Communion Of Dreams

September 28, 2010, 10:54 am
Filed under: Art, Blade Runner, movies, Predictions, Science Fiction, Society, tech

I’ll often re-watch a favorite movie. But seldom will I do so in the span of a couple of days.

However, this weekend I watched something which was so visually compelling, and which had me pondering a number of different issues, that I held onto the NetFlix envelop for an extra day so that I could watch the movie again after I had time to digest the first viewing of it. That movie is Renaissance.

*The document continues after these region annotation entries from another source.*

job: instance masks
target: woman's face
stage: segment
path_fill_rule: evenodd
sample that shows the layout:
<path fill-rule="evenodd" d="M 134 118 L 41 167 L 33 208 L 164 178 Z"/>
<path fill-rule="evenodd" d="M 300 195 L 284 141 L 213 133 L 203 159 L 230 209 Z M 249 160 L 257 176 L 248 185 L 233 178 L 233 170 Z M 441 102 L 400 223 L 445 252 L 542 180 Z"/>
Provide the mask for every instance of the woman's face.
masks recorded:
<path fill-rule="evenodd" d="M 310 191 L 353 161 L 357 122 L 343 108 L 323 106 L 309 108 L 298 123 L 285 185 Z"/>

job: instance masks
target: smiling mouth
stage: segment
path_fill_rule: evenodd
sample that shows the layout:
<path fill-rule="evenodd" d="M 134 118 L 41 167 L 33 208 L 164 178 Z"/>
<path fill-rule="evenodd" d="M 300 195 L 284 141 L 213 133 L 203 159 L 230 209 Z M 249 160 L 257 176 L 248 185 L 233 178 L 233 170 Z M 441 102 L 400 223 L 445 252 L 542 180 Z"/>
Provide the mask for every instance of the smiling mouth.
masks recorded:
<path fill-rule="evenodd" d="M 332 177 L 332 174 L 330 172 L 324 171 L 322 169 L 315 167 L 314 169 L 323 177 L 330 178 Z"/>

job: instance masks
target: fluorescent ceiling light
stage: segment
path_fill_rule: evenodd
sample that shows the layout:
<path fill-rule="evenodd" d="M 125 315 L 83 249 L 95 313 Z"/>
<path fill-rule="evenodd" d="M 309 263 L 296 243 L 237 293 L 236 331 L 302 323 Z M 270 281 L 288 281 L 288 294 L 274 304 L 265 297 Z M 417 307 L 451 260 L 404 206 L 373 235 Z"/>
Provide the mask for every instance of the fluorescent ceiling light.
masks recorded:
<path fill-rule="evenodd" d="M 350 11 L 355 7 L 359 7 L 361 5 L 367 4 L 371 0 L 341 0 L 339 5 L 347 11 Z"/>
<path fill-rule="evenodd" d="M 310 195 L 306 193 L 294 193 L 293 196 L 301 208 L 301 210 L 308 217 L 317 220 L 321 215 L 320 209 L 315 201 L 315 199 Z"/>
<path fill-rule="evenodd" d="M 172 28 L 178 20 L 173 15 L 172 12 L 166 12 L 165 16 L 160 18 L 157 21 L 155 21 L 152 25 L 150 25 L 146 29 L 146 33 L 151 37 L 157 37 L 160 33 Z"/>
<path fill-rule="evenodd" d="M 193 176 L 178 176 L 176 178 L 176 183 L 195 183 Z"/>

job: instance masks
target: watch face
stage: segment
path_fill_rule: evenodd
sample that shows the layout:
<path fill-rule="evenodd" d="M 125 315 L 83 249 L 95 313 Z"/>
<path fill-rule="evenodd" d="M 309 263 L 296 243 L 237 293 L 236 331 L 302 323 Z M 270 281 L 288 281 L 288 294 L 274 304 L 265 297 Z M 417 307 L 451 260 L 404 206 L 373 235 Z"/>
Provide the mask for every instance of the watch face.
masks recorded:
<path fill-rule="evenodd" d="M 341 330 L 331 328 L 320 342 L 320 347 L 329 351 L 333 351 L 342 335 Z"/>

OK, there are a lot of things to like about this movie. But first, let me say a couple of things about its weaknesses. The plot has minor problems. The dialog is uneven in places. Some of the characters are cartoonish.

Yet overall the movie is a success. As noted, most of the visuals are incredibly compelling – which is quite a nice accomplishment in using black & white (and grey tone) animation. When I re-watched the movie last night, I found myself pausing it just to take in some scenes more completely, and a bunch of the movie I watched at half-speed, just so I could appreciate how the artists did what they did.

I was also intrigued to see the vision of the near-term future the movie is based on. It’s set in 2054, just two years later than my novel Communion of Dreams is set. And a lot of the tech they foresee is the same sort of thing I do, at least that’s implied by what shows up on the screen. I found myself wanting to know a *lot* more about that world and how things worked – a good sign, and part of the reason I wanted to think about the movie for a couple of days before watching it again.

Another good thing about Renaissance are the references it makes to other highly regarded science fiction stories, as well as some of the less well-known ‘arthouse’ movies. But it doesn’t beat you over the head with those, or drop them in gratuitously – they serve a purpose, and are part of the overall look and story of the movie.

If you like good science fiction, if you like film noir, if you like animation not intended for children, then track down and watch Renaissance.